More on collective responsibility
Thos.P.Jackstraw Updated: 2004-05-24 09:24
Ultimately, we are all responsible, as a group, for ourselves and our interactions with others and our environment. The balance of things will bear this out in the long run. If we fail to take care, then we will suffer the consequences of not attending to our own loose behavior.
To pick out a people, say the Germans, and force them to pay reparations, even after they have been tortured, humiliated and demeaned; and even still to then force them to say wonderful things about certain folks and to not say anything else least they shall suffer the direst of consequences, is hardly appropriate. It is typical of the human spirit to want to share its suffering among everyone, I think. It is also typical to take advantage of a potential contender, when crippled and bleeding -- someone will surely steal the man's wallet as he lies bleeding and damaged on the street in front of the crowd. This seems to be the way of things, not necessarily the way things ought to be.
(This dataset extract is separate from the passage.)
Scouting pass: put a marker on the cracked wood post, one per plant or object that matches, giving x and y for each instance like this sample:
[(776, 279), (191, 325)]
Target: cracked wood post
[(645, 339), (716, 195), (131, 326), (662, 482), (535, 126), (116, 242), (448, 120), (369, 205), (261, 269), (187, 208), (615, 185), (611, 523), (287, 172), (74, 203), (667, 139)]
I should point out the States that rebelled in the American Civil War made reparations to the US government for many long years after wards. After the fall of the CSA, the carpetbaggers came and ripped the land from the poor, wounded and dead people of the South. It may not be right, but it is what is.
To hold the American people responsible for their government, is to suggest that they are negligent in enacting some controlling mechanism? What is that? How do we do it? If Bush was LBJ, then we only need to brainwash the few journalists from the NY Times and The Washington Post, who really got his dander! LBJ listened to them before he would listen to his heart. Can we force our leaders to listen to their hearts first? I don't think so, it is not part of the Great Plan!